La pratique du coaching s’est fortement développée en France au cours des dix dernières années, portée par les entreprises comme par le grand public. Cette croissance rapide a contribué à brouiller les frontières entre accompagnement professionnel et discours d’influence. Anne de Solages, présidente d’ICF France, analyse les enjeux liés à l’encadrement d’un métier dont l’impact humain appelle davantage de règles et de lisibilité.

Une contribution d’Anne de Solages, présidente d’ICF France

Le mot « coach » est omniprésent. En une dizaine d’années, le secteur s’est fortement développé en France. Selon les données de l’OPIIEC, près de 33 000 personnes ont été formées au coaching, dont environ 15 000 exercent actuellement, pour un marché estimé à 750 millions d’euros.

Cette dynamique traduit un besoin réel d’accompagnement, en particulier dans les entreprises : près de 62 % d’entre elles ont aujourd’hui recours au coaching, contre environ 45 % il y a cinq ans. Mais cette croissance rapide s’est opérée dans un cadre encore insuffisamment structuré, contribuant à brouiller les repères et à entretenir une certaine confusion autour du métier.

Cette confusion est particulièrement visible sur les réseaux sociaux. Sous l’appellation de coach coexistent aujourd’hui des pratiques très éloignées du coaching professionnel : coaching en séduction, promesses de perte de poids rapide, méthodes pour « réussir » financièrement ou s’enrichir grâce aux cryptomonnaies. Ces discours, largement diffusés, reposent sur des messages prescriptifs, des injonctions à la performance et des promesses de résultats rapides.

À l’inverse, le coaching professionnel repose sur une posture clairement définie. Il ne s’appuie ni sur le conseil ni sur la prescription, et ne promet aucune solution miracle. Un coach n’exploite pas les fragilités de la personne accompagnée ; il crée un cadre de travail sécurisé permettant de clarifier une situation et de faire émerger ses propres réponses. Le coaching repose sur l’écoute, le questionnement et la responsabilité du client.

Cette distinction est d’autant plus importante que certaines personnes consultent dans des périodes de fragilité personnelle ou psychique. Le coaching n’est pas une thérapie et ne s’y substitue jamais. Un coach n’est ni psychologue ni psychiatre. Il a la responsabilité de connaître ses limites et d’orienter vers un professionnel de santé lorsque la situation l’exige. Toute promesse de guérison ou de transformation profonde constitue une sortie immédiate du cadre du coaching.

Depuis trente ans, les fédérations professionnelles œuvrent à encadrer la profession : certification indépendante, supervision, code de déontologie, dispositifs disciplinaires. Ce socle est indispensable, mais il demeure insuffisant face à l’ampleur du phénomène et à la facilité avec laquelle chacun peut aujourd’hui se revendiquer coach.

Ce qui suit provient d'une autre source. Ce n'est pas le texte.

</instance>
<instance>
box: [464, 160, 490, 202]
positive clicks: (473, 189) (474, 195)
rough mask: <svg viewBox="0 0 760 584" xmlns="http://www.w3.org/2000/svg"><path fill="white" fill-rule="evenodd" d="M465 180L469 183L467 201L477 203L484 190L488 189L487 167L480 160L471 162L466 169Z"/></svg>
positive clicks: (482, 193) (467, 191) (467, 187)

Les pouvoirs publics ont amorcé une prise de conscience. Après avoir largement ouvert le financement des formations au coaching via le CPF, l’État a opéré un resserrement marqué. Le nombre de certifications actives est passé de 29 en 2019 à 7 aujourd’hui, et les parcours financés ont été quasiment divisés par deux. Ce mouvement est légitime, mais il ne saurait suffire à structurer durablement la profession. Car le métier de coach professionnel bénéficie déjà d’un cadre reconnu : depuis 2016, la Commission nationale de la certification professionnelle (CNCP) a officiellement validé ce titre. Il est aujourd’hui bien référencé au RNCP, à travers des diplômes de niveau I ou II, selon les programmes proposés par les écoles de formation.

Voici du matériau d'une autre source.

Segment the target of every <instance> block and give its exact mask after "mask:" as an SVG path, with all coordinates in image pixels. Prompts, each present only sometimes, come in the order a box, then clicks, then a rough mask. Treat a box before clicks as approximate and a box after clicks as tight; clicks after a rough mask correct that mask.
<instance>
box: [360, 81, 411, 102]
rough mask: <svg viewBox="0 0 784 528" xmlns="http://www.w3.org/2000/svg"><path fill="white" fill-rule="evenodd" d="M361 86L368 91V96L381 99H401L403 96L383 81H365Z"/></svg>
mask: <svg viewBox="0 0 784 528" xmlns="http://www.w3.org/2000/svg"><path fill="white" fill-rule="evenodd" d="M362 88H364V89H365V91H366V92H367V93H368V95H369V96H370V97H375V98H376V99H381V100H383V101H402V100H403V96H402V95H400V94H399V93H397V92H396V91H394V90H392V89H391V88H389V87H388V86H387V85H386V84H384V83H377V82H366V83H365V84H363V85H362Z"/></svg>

Encadrer le coaching ne signifie pas brider une pratique utile. Cela signifie la rendre plus lisible, plus exigeante et plus protectrice, pour les personnes accompagnées comme pour les professionnels qui exercent sérieusement. Le débat actuel n’est pas une remise en cause du coaching, mais un appel à aller plus loin dans sa structuration, afin de redonner au mot « coach » une image claire et exigeante.